Shooting Video


Video production is a time-consuming process that should be carefully planned and executed for the best results.  Like all other branded promotional materials, videos produced by The University of New Mexico should be of the highest quality to properly represent facilities, events and people.  

When preparing to start a video project, make sure to communicate thoroughly with the client or organizer of the video so that proper notes can be acquired regarding specific attributes for the final draft.  Use a creative brief and refer clients to this video style guide, if necessary. 


Professional video equipment should be used whenever possible.  Video shot with a smartphone is generally not acceptable, unless there is a reason particular to that specific video.  In most cases, videos should be shot in 1920x1080 high definition video or better.


If the video has a spoken word or targeted audio element, a professional microphone (separate from the onboard camera mic) must be used in order to maximize the sound quality.  If you are conducting an interview, it is best to use a quiet location where extraneous noise will be at a minimum.  It is important to monitor audio with headphones so that crackling and interference can be detected during sound recording.


Supplemental footage created to cover parts of the main video track is called b-roll.  The purpose of this extra footage is to aid storytelling or to partially cover sound bites that might be too long.  Good b-roll will make your video more compelling and visually interesting.  Whether you’re using original video or photo elements, make sure that the quality is consistent and on-brand. 

Video should, almost always, be shot using a camera that is firmly secured on a tripod.  Shaky shots look unprofessional and can distract from the overall message of a piece.  If a handheld shot is completely necessary for movement, use a stabilizer to give it a more fluid look.

A lot of video and DSL cameras come equipped with a zoom lens.  It’s not advised to attempt a zoom while the camera is recording, especially if it only zooms manually.  You will likely end up with a distracting and shaky, off-brand shot.    

When shooting video, you must keep in mind that you (or someone else) is going to have to edit it later.  It’s always useful to hold shots for no less than 6 or 7 seconds in order to have enough of a single clip to edit from.  It’s also a good idea to shoot more video than you actually think that you will need to complete the video.  Doing this will leave you with a wealth of shots to choose from.

Your shots are going to visually tell the story of what your subject is describing.  One way to make your b-roll more interesting is to get shots from various distances and angles.  A combination of the following three types of shots create diversity in the frame and will keep the viewer more engaged. 

  • Wide shots are used to establish a scene and are shot further away from the subject to document them in their surroundings.   
  • Medium shots are more specific, but still give the environment and subject equal screen presence.
  • Tight shots (also called close up shots) are utilized to emphasize details of the subject and are shot at a really close distance.

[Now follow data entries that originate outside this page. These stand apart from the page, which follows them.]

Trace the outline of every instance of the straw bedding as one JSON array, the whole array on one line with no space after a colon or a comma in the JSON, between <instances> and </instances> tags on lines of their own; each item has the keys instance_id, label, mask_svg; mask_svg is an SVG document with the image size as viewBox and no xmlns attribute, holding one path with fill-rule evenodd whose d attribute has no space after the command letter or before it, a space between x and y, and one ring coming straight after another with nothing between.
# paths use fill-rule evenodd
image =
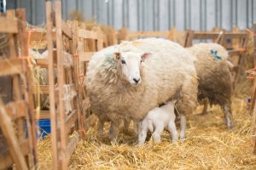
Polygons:
<instances>
[{"instance_id":1,"label":"straw bedding","mask_svg":"<svg viewBox=\"0 0 256 170\"><path fill-rule=\"evenodd\" d=\"M137 136L131 128L119 133L119 144L112 144L108 129L102 139L96 138L95 128L83 139L70 161L70 169L255 169L251 116L245 98L233 99L234 129L224 125L223 112L212 107L206 116L194 115L188 121L188 139L171 143L167 132L162 142L151 139L143 147L135 146ZM38 143L41 169L51 167L49 136Z\"/></svg>"}]
</instances>

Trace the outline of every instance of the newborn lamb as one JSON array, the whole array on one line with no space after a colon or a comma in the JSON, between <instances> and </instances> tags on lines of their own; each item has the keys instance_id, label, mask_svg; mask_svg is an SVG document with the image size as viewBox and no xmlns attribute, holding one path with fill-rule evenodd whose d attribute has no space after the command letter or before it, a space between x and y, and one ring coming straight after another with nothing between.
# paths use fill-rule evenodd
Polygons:
<instances>
[{"instance_id":1,"label":"newborn lamb","mask_svg":"<svg viewBox=\"0 0 256 170\"><path fill-rule=\"evenodd\" d=\"M139 123L138 145L145 143L147 132L153 133L152 137L154 142L160 141L160 133L165 128L172 134L172 143L177 139L177 133L175 126L174 105L176 100L168 101L166 105L151 110L145 118Z\"/></svg>"}]
</instances>

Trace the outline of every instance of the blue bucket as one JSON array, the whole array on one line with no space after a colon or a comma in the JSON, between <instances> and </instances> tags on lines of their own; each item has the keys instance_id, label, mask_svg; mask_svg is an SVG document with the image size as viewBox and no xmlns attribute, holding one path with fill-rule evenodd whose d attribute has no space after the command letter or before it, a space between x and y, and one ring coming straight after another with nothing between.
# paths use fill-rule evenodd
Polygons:
<instances>
[{"instance_id":1,"label":"blue bucket","mask_svg":"<svg viewBox=\"0 0 256 170\"><path fill-rule=\"evenodd\" d=\"M49 119L40 119L38 121L39 134L38 137L44 137L50 133L50 121Z\"/></svg>"}]
</instances>

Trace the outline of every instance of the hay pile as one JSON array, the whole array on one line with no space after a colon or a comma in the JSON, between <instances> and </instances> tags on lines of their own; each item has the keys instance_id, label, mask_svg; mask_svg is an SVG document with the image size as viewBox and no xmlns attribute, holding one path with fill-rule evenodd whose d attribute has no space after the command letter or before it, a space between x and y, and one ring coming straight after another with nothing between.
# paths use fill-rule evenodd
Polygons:
<instances>
[{"instance_id":1,"label":"hay pile","mask_svg":"<svg viewBox=\"0 0 256 170\"><path fill-rule=\"evenodd\" d=\"M245 99L233 99L236 127L231 131L224 125L224 116L218 107L212 107L206 116L191 116L188 121L188 139L177 144L171 143L165 132L162 142L154 144L152 139L137 147L137 137L129 129L120 133L118 144L111 144L108 131L102 142L96 130L89 130L81 140L70 162L70 169L255 169L250 135L251 116L246 110ZM39 166L51 167L49 137L38 143Z\"/></svg>"}]
</instances>

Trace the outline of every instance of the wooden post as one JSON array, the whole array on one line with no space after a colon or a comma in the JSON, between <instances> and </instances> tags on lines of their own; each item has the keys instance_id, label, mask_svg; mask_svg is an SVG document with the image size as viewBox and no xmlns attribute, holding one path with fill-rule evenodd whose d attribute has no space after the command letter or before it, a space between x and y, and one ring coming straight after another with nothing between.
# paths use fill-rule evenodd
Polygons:
<instances>
[{"instance_id":1,"label":"wooden post","mask_svg":"<svg viewBox=\"0 0 256 170\"><path fill-rule=\"evenodd\" d=\"M123 27L119 31L119 41L122 41L122 40L128 41L129 40L128 33L129 33L128 29L125 27Z\"/></svg>"},{"instance_id":2,"label":"wooden post","mask_svg":"<svg viewBox=\"0 0 256 170\"><path fill-rule=\"evenodd\" d=\"M2 99L0 98L0 127L2 132L6 138L6 142L10 150L10 154L17 166L17 169L28 169L19 143L14 133L15 129L12 126L10 118L4 109Z\"/></svg>"},{"instance_id":3,"label":"wooden post","mask_svg":"<svg viewBox=\"0 0 256 170\"><path fill-rule=\"evenodd\" d=\"M238 27L233 27L232 28L232 32L233 33L238 33L240 31L240 30L239 30L239 28ZM232 40L232 48L233 49L237 49L237 48L239 48L239 45L240 45L240 43L239 43L239 39L237 38L237 39L233 39Z\"/></svg>"},{"instance_id":4,"label":"wooden post","mask_svg":"<svg viewBox=\"0 0 256 170\"><path fill-rule=\"evenodd\" d=\"M66 114L64 108L64 70L63 65L64 60L62 57L62 31L61 31L61 2L55 2L55 31L56 31L56 50L57 50L57 71L58 71L58 88L59 88L59 102L58 102L58 113L59 113L59 122L61 128L61 169L67 169L68 160L67 155L67 137L66 129Z\"/></svg>"},{"instance_id":5,"label":"wooden post","mask_svg":"<svg viewBox=\"0 0 256 170\"><path fill-rule=\"evenodd\" d=\"M59 152L57 145L57 115L55 111L55 71L54 71L54 60L53 60L53 38L52 38L52 10L51 2L45 3L46 14L46 38L48 48L48 78L49 78L49 110L50 110L50 128L51 128L51 148L53 155L53 167L54 169L59 169Z\"/></svg>"},{"instance_id":6,"label":"wooden post","mask_svg":"<svg viewBox=\"0 0 256 170\"><path fill-rule=\"evenodd\" d=\"M256 24L254 24L253 26L253 31L256 32ZM254 56L253 56L253 59L254 59L254 68L256 68L256 36L253 35L253 48L254 48ZM254 79L254 82L253 82L253 85L254 85L254 93L253 93L253 95L255 96L255 93L256 93L256 82L255 82L255 79ZM253 97L254 97L253 96ZM254 100L252 102L255 102ZM251 131L252 131L252 134L254 135L255 134L255 124L256 124L256 108L254 107L253 108L253 118L252 118L252 128L251 128ZM254 148L253 148L253 153L256 155L256 138L254 137Z\"/></svg>"},{"instance_id":7,"label":"wooden post","mask_svg":"<svg viewBox=\"0 0 256 170\"><path fill-rule=\"evenodd\" d=\"M20 55L21 56L28 56L28 35L26 31L26 12L25 9L18 8L16 10L16 16L20 22L19 26L19 47L20 48ZM37 131L36 131L36 120L34 116L34 100L33 100L33 93L32 93L32 82L31 81L32 78L32 65L29 65L29 62L27 60L23 60L23 68L26 72L26 79L23 83L26 85L26 93L25 93L25 99L28 104L28 114L31 119L26 120L29 122L27 123L28 129L28 138L30 142L30 150L31 153L34 156L32 160L29 160L31 162L29 163L30 168L33 168L35 167L35 163L37 162ZM31 126L32 127L31 127Z\"/></svg>"},{"instance_id":8,"label":"wooden post","mask_svg":"<svg viewBox=\"0 0 256 170\"><path fill-rule=\"evenodd\" d=\"M194 36L194 31L192 31L190 29L187 29L185 41L184 41L184 44L183 44L184 48L189 48L189 47L192 46L193 36Z\"/></svg>"}]
</instances>

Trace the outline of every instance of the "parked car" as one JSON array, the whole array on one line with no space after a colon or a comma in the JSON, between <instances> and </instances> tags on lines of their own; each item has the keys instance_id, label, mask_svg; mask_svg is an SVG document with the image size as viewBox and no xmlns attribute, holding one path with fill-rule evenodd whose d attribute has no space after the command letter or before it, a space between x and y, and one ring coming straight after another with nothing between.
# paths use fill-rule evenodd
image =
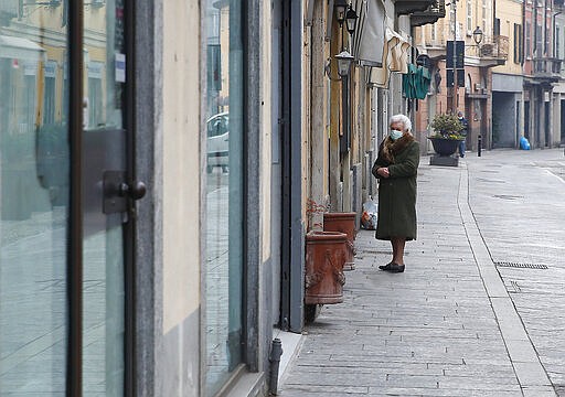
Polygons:
<instances>
[{"instance_id":1,"label":"parked car","mask_svg":"<svg viewBox=\"0 0 565 397\"><path fill-rule=\"evenodd\" d=\"M206 121L207 129L207 172L222 167L227 172L230 153L230 114L227 111L212 116Z\"/></svg>"}]
</instances>

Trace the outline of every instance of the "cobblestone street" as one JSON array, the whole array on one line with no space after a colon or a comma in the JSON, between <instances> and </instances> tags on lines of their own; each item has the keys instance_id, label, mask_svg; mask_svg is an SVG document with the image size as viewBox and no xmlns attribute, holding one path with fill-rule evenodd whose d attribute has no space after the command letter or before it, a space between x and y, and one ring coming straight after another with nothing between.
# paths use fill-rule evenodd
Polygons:
<instances>
[{"instance_id":1,"label":"cobblestone street","mask_svg":"<svg viewBox=\"0 0 565 397\"><path fill-rule=\"evenodd\" d=\"M423 157L406 272L360 230L344 302L307 326L280 395L565 395L564 170L563 149Z\"/></svg>"}]
</instances>

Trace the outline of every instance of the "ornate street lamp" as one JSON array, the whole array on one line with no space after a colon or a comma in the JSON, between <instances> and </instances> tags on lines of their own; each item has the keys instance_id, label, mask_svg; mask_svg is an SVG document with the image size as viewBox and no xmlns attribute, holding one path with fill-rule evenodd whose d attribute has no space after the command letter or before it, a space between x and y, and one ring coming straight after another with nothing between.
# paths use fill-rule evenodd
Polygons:
<instances>
[{"instance_id":1,"label":"ornate street lamp","mask_svg":"<svg viewBox=\"0 0 565 397\"><path fill-rule=\"evenodd\" d=\"M349 34L353 34L355 32L355 25L358 23L358 13L351 4L349 4L348 12L345 13L345 24L348 25Z\"/></svg>"},{"instance_id":2,"label":"ornate street lamp","mask_svg":"<svg viewBox=\"0 0 565 397\"><path fill-rule=\"evenodd\" d=\"M333 3L333 9L335 10L335 19L340 24L340 28L343 25L343 21L345 20L345 10L348 9L347 0L335 0Z\"/></svg>"},{"instance_id":3,"label":"ornate street lamp","mask_svg":"<svg viewBox=\"0 0 565 397\"><path fill-rule=\"evenodd\" d=\"M477 45L480 45L482 42L482 31L480 26L477 26L477 29L472 32L472 40L475 40L475 43Z\"/></svg>"}]
</instances>

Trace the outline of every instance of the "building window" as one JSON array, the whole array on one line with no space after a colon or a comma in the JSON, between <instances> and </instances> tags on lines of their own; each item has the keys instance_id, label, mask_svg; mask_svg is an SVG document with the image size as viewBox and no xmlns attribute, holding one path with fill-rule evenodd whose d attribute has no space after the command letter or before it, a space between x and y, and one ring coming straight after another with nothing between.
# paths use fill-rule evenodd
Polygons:
<instances>
[{"instance_id":1,"label":"building window","mask_svg":"<svg viewBox=\"0 0 565 397\"><path fill-rule=\"evenodd\" d=\"M543 53L545 55L550 55L548 52L550 52L550 40L551 40L551 33L550 33L550 25L547 25L547 28L545 28L545 37L544 37L544 41L543 41Z\"/></svg>"},{"instance_id":2,"label":"building window","mask_svg":"<svg viewBox=\"0 0 565 397\"><path fill-rule=\"evenodd\" d=\"M467 34L472 34L472 1L467 0Z\"/></svg>"},{"instance_id":3,"label":"building window","mask_svg":"<svg viewBox=\"0 0 565 397\"><path fill-rule=\"evenodd\" d=\"M555 57L557 60L561 58L561 52L559 52L559 26L555 26Z\"/></svg>"},{"instance_id":4,"label":"building window","mask_svg":"<svg viewBox=\"0 0 565 397\"><path fill-rule=\"evenodd\" d=\"M243 362L243 37L242 1L206 10L206 217L203 395L215 396Z\"/></svg>"},{"instance_id":5,"label":"building window","mask_svg":"<svg viewBox=\"0 0 565 397\"><path fill-rule=\"evenodd\" d=\"M536 25L535 26L535 49L534 49L534 57L541 57L541 52L542 52L542 41L543 41L543 36L542 36L542 33L543 33L543 30L542 30L542 26L541 25Z\"/></svg>"},{"instance_id":6,"label":"building window","mask_svg":"<svg viewBox=\"0 0 565 397\"><path fill-rule=\"evenodd\" d=\"M525 23L525 56L532 56L532 28L530 22Z\"/></svg>"},{"instance_id":7,"label":"building window","mask_svg":"<svg viewBox=\"0 0 565 397\"><path fill-rule=\"evenodd\" d=\"M522 25L514 23L514 63L521 64L524 61Z\"/></svg>"},{"instance_id":8,"label":"building window","mask_svg":"<svg viewBox=\"0 0 565 397\"><path fill-rule=\"evenodd\" d=\"M482 0L482 31L487 32L487 0Z\"/></svg>"}]
</instances>

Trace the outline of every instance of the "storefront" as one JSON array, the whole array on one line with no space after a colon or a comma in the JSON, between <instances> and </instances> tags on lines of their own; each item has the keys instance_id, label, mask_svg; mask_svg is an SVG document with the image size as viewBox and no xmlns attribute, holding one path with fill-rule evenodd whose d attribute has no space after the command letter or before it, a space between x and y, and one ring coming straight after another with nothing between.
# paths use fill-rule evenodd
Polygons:
<instances>
[{"instance_id":1,"label":"storefront","mask_svg":"<svg viewBox=\"0 0 565 397\"><path fill-rule=\"evenodd\" d=\"M132 183L129 4L0 7L0 394L124 396L145 187Z\"/></svg>"}]
</instances>

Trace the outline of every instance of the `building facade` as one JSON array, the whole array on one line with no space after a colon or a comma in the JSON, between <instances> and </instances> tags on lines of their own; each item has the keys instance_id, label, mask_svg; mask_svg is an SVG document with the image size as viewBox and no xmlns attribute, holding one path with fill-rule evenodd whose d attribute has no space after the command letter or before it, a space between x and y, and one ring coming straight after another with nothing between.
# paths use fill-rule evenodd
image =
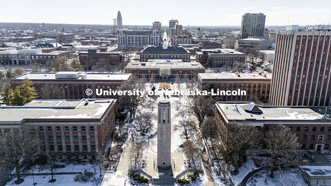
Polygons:
<instances>
[{"instance_id":1,"label":"building facade","mask_svg":"<svg viewBox=\"0 0 331 186\"><path fill-rule=\"evenodd\" d=\"M246 13L241 18L241 39L249 37L263 37L265 15L262 13Z\"/></svg>"},{"instance_id":2,"label":"building facade","mask_svg":"<svg viewBox=\"0 0 331 186\"><path fill-rule=\"evenodd\" d=\"M124 69L126 73L131 73L139 77L150 78L152 74L160 79L197 77L199 73L204 73L205 68L195 62L183 62L181 60L150 59L148 62L131 62Z\"/></svg>"},{"instance_id":3,"label":"building facade","mask_svg":"<svg viewBox=\"0 0 331 186\"><path fill-rule=\"evenodd\" d=\"M225 91L240 90L246 92L243 95L218 96L218 100L221 101L259 100L268 103L271 76L271 74L261 73L201 73L198 74L198 87Z\"/></svg>"},{"instance_id":4,"label":"building facade","mask_svg":"<svg viewBox=\"0 0 331 186\"><path fill-rule=\"evenodd\" d=\"M0 107L0 136L20 132L35 140L40 151L94 154L112 137L116 113L114 99L34 100Z\"/></svg>"},{"instance_id":5,"label":"building facade","mask_svg":"<svg viewBox=\"0 0 331 186\"><path fill-rule=\"evenodd\" d=\"M139 52L140 61L147 62L150 59L180 59L183 62L190 61L190 53L182 47L148 46Z\"/></svg>"},{"instance_id":6,"label":"building facade","mask_svg":"<svg viewBox=\"0 0 331 186\"><path fill-rule=\"evenodd\" d=\"M298 136L301 149L321 151L331 147L330 107L261 106L248 102L218 102L216 107L221 136L229 125L252 126L263 134L276 125L285 125Z\"/></svg>"},{"instance_id":7,"label":"building facade","mask_svg":"<svg viewBox=\"0 0 331 186\"><path fill-rule=\"evenodd\" d=\"M139 48L152 45L157 46L160 43L159 30L117 30L117 43L119 48Z\"/></svg>"},{"instance_id":8,"label":"building facade","mask_svg":"<svg viewBox=\"0 0 331 186\"><path fill-rule=\"evenodd\" d=\"M28 73L11 80L16 87L23 80L30 79L40 97L49 99L108 99L111 96L97 95L97 89L115 90L131 78L131 74L81 73L60 72L57 73ZM91 89L92 95L86 95L87 89Z\"/></svg>"},{"instance_id":9,"label":"building facade","mask_svg":"<svg viewBox=\"0 0 331 186\"><path fill-rule=\"evenodd\" d=\"M278 32L271 105L331 105L330 37L328 30Z\"/></svg>"}]
</instances>

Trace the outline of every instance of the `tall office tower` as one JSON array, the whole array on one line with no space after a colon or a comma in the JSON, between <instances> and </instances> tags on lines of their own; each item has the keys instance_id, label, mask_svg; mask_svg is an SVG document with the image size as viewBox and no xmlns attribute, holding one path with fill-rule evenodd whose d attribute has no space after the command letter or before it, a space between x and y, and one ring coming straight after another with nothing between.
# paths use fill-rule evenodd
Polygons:
<instances>
[{"instance_id":1,"label":"tall office tower","mask_svg":"<svg viewBox=\"0 0 331 186\"><path fill-rule=\"evenodd\" d=\"M269 103L272 105L331 105L331 25L279 31Z\"/></svg>"},{"instance_id":2,"label":"tall office tower","mask_svg":"<svg viewBox=\"0 0 331 186\"><path fill-rule=\"evenodd\" d=\"M202 30L199 27L195 28L195 38L202 37Z\"/></svg>"},{"instance_id":3,"label":"tall office tower","mask_svg":"<svg viewBox=\"0 0 331 186\"><path fill-rule=\"evenodd\" d=\"M117 28L119 29L123 28L122 16L121 15L121 12L119 11L117 12Z\"/></svg>"},{"instance_id":4,"label":"tall office tower","mask_svg":"<svg viewBox=\"0 0 331 186\"><path fill-rule=\"evenodd\" d=\"M169 21L169 30L170 30L170 28L174 28L176 25L178 25L178 20L171 19Z\"/></svg>"},{"instance_id":5,"label":"tall office tower","mask_svg":"<svg viewBox=\"0 0 331 186\"><path fill-rule=\"evenodd\" d=\"M171 167L171 105L168 100L159 102L157 112L157 166Z\"/></svg>"},{"instance_id":6,"label":"tall office tower","mask_svg":"<svg viewBox=\"0 0 331 186\"><path fill-rule=\"evenodd\" d=\"M158 30L161 33L161 23L159 21L154 21L153 23L153 30Z\"/></svg>"},{"instance_id":7,"label":"tall office tower","mask_svg":"<svg viewBox=\"0 0 331 186\"><path fill-rule=\"evenodd\" d=\"M262 13L246 13L241 19L241 39L249 37L263 37L265 15Z\"/></svg>"},{"instance_id":8,"label":"tall office tower","mask_svg":"<svg viewBox=\"0 0 331 186\"><path fill-rule=\"evenodd\" d=\"M183 34L183 25L174 25L176 30L176 35L180 36Z\"/></svg>"}]
</instances>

It’s important to shoot video with the same type of branding techniques that one would use for still photography.  Shoot with a shallow depth of field, using vibrant colors and sharp contrast.  In most instances your subjects should not be camera aware.  This means that you should catch candid shots of your subjects while they are engaged in activity and not gesturing directly to the camera.  Subjects being interviewed should look just to the side of the camera and not directly into the lens.